We. as sailors, had a reputation to maintain and it was as if the locals expected us to perform. We drank heavily and handled high explosives while in that state. My best friend was Bart Hart a wiry self-proclaimed cowboy from Wyoming. Bart and I remained friends until the day he died a few years ago and I miss him much. We terrorized the local farm country, got into brawls as sailors are required by law to do and wooed the local country girls. Or should I say that they wooed us. Most of the local gals didn't much care for the rural life and they knew that sooner or later the sailors would be moving on. Either by transfer or discharge. Not one of my mates said I like it here, I think I'll stay. Because of this, the local girls wanted to meet and marry a sailor and a lot of them did marry their ticket out. In March of 1962. I reenlisted into the regular Navy for six years for a number of reasons; a large reenlistment bonus, orders out of rural Indiana and a billet at MT B School in Vallejo California. MT B School was, at the time, the most comprehensive school in the navy. Forty hours a week of what amounted to four years of a college level Electrical Engineering program. Very intense but it was fashioned so that after you graduated from B School you could walk aboard any ship or submarine in the navy and take over the missile division. We learned all about the Talos, Terrier, Tartar and Polaris missiles. The idea of my going through MT B School was so I could get accepted into NESEP, Navy Enlisted Scientific Educational Program. In NESEP you reenlisted for six years and would study Electrical Engineering at a school such as UCLA, Northwestern, MIT etc. After two years of successful studies, you would extend for another two years. This meant that if Uncle Sam gave you four years of collage, fully paid, you would give Uncle Sam back four years of your life. It was a very fair exchange in my humble opinion.

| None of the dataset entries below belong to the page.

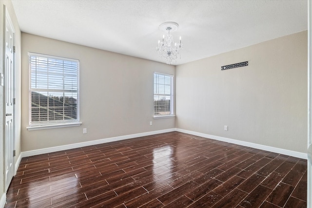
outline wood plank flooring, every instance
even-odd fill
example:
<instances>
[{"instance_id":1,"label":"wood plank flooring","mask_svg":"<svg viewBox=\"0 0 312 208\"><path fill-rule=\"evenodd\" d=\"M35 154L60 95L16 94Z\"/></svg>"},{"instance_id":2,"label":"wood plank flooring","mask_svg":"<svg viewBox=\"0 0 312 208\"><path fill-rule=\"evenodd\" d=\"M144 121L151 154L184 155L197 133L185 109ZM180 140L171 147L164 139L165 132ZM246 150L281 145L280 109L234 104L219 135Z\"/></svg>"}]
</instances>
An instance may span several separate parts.
<instances>
[{"instance_id":1,"label":"wood plank flooring","mask_svg":"<svg viewBox=\"0 0 312 208\"><path fill-rule=\"evenodd\" d=\"M173 132L22 158L5 208L305 208L307 160Z\"/></svg>"}]
</instances>

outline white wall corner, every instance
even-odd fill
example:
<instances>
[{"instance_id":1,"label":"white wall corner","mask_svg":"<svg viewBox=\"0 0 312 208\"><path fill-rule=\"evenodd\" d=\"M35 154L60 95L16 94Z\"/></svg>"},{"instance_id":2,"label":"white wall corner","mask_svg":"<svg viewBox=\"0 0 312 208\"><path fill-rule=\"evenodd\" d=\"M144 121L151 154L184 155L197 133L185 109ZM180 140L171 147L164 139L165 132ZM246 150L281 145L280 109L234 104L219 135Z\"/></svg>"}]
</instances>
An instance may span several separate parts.
<instances>
[{"instance_id":1,"label":"white wall corner","mask_svg":"<svg viewBox=\"0 0 312 208\"><path fill-rule=\"evenodd\" d=\"M1 196L1 199L0 199L0 208L3 208L5 205L5 202L6 201L6 194L3 193Z\"/></svg>"},{"instance_id":2,"label":"white wall corner","mask_svg":"<svg viewBox=\"0 0 312 208\"><path fill-rule=\"evenodd\" d=\"M58 147L54 147L48 148L44 148L39 150L32 150L22 152L20 154L20 159L19 162L19 165L20 162L20 160L22 157L29 157L31 156L37 155L41 154L46 154L47 153L53 152L55 151L62 151L64 150L70 150L75 148L79 148L83 147L86 147L90 145L98 145L99 144L106 143L108 142L115 142L117 141L123 140L125 139L132 139L134 138L140 137L141 136L150 136L151 135L158 134L159 133L167 133L176 131L175 128L168 129L163 130L158 130L154 132L145 132L143 133L136 133L134 134L126 135L124 136L117 136L115 137L107 138L105 139L99 139L97 140L90 141L89 142L81 142L79 143L67 145L62 145ZM20 157L19 157L20 159ZM17 170L18 168L18 162L16 164L16 168Z\"/></svg>"},{"instance_id":3,"label":"white wall corner","mask_svg":"<svg viewBox=\"0 0 312 208\"><path fill-rule=\"evenodd\" d=\"M16 175L16 173L18 171L18 169L19 169L19 166L20 166L20 161L21 161L22 158L22 154L21 152L19 155L19 157L18 157L18 159L16 161L16 163L15 163L15 169L14 170L14 175Z\"/></svg>"},{"instance_id":4,"label":"white wall corner","mask_svg":"<svg viewBox=\"0 0 312 208\"><path fill-rule=\"evenodd\" d=\"M267 146L265 145L254 144L251 142L244 142L243 141L237 140L236 139L230 139L228 138L222 137L221 136L214 136L213 135L209 135L205 133L199 133L196 132L191 131L185 130L181 129L176 129L177 132L182 133L188 133L194 135L195 136L201 136L202 137L207 138L215 140L221 141L223 142L228 142L229 143L235 144L238 145L241 145L245 147L251 147L253 148L258 149L259 150L264 150L266 151L271 151L272 152L277 153L278 154L285 154L288 156L297 157L301 159L308 159L308 155L306 153L299 152L298 151L292 151L291 150L284 150L280 148L277 148L273 147Z\"/></svg>"}]
</instances>

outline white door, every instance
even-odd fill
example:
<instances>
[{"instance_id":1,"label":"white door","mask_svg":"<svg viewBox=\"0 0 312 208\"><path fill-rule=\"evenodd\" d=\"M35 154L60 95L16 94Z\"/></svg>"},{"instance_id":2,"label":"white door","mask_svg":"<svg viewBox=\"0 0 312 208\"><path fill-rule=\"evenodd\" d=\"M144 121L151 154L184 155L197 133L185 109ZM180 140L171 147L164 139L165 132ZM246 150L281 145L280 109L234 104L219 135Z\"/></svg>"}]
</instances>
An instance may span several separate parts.
<instances>
[{"instance_id":1,"label":"white door","mask_svg":"<svg viewBox=\"0 0 312 208\"><path fill-rule=\"evenodd\" d=\"M14 175L14 31L7 11L5 11L4 27L5 58L4 66L4 96L5 108L5 188L9 187Z\"/></svg>"}]
</instances>

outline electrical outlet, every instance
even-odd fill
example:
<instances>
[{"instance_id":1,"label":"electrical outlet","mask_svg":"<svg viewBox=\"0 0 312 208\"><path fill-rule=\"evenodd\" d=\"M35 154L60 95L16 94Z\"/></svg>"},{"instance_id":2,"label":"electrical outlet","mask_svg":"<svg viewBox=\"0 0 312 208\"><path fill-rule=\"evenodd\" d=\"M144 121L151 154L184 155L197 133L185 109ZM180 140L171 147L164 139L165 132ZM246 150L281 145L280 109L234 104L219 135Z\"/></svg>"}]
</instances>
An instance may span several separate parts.
<instances>
[{"instance_id":1,"label":"electrical outlet","mask_svg":"<svg viewBox=\"0 0 312 208\"><path fill-rule=\"evenodd\" d=\"M82 133L87 133L87 128L82 129Z\"/></svg>"}]
</instances>

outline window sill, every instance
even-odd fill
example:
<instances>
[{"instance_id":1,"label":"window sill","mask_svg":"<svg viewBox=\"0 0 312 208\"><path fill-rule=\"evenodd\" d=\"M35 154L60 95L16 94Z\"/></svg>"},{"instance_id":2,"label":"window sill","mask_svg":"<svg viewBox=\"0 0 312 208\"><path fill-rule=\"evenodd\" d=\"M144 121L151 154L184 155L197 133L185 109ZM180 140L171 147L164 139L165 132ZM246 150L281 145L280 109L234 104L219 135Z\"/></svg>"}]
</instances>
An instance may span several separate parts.
<instances>
[{"instance_id":1,"label":"window sill","mask_svg":"<svg viewBox=\"0 0 312 208\"><path fill-rule=\"evenodd\" d=\"M26 129L28 131L34 131L34 130L40 130L42 129L56 129L58 128L64 128L64 127L70 127L72 126L79 126L81 125L82 123L76 122L76 123L67 123L59 124L52 124L47 125L44 126L29 126Z\"/></svg>"},{"instance_id":2,"label":"window sill","mask_svg":"<svg viewBox=\"0 0 312 208\"><path fill-rule=\"evenodd\" d=\"M154 116L154 119L158 119L159 118L174 118L176 117L176 115L159 115Z\"/></svg>"}]
</instances>

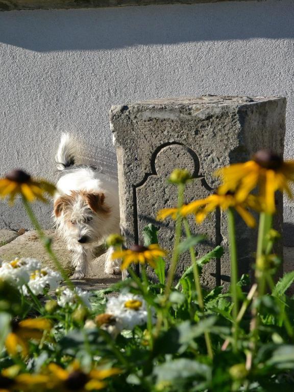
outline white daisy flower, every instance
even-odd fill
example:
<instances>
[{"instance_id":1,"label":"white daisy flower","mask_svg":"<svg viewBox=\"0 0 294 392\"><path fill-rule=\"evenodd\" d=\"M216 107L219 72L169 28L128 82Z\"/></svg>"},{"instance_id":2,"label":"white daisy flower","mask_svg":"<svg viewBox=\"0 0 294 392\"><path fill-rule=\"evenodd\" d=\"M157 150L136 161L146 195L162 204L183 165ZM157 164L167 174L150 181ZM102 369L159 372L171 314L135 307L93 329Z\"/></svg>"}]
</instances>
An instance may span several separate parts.
<instances>
[{"instance_id":1,"label":"white daisy flower","mask_svg":"<svg viewBox=\"0 0 294 392\"><path fill-rule=\"evenodd\" d=\"M3 261L0 266L0 278L20 287L29 282L32 271L40 267L40 261L31 258Z\"/></svg>"},{"instance_id":2,"label":"white daisy flower","mask_svg":"<svg viewBox=\"0 0 294 392\"><path fill-rule=\"evenodd\" d=\"M51 290L55 290L58 287L62 280L61 275L59 272L56 272L50 268L45 267L36 270L31 274L28 286L33 294L38 296L44 294ZM22 287L22 290L24 295L30 295L26 286Z\"/></svg>"},{"instance_id":3,"label":"white daisy flower","mask_svg":"<svg viewBox=\"0 0 294 392\"><path fill-rule=\"evenodd\" d=\"M89 301L91 293L89 291L83 291L80 287L76 287L74 291L68 288L62 289L61 291L58 290L56 294L57 303L62 308L65 308L67 306L72 306L79 303L78 297L80 298L85 306L91 307Z\"/></svg>"},{"instance_id":4,"label":"white daisy flower","mask_svg":"<svg viewBox=\"0 0 294 392\"><path fill-rule=\"evenodd\" d=\"M132 330L135 326L147 322L145 301L140 296L131 293L121 293L118 297L109 298L105 313L114 316L124 329Z\"/></svg>"}]
</instances>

As it is said, the best laid plans of mice and men... For political reasons, a feud between the FBI and the US Navy over my secret clearance, I was denied NESEP. I didn't cry about it. To this day very few people know about this, so I just carried on as a proud and loyal sailor. I had received an excellent technical education that has served me well to this day and I got to be a real sailor. A real blessing.  
I finally got orders to a real ship as a PO2 with a hash mark on my sleeve without ever actually  being on a ship. She was the aircraft carrier USS Constellation CVA-64. She was the second newest CVA in the navy, Enterprise CVA-65 was the newest. Apart from the nuclear power plant and the square island on the Big E, they were the same ship.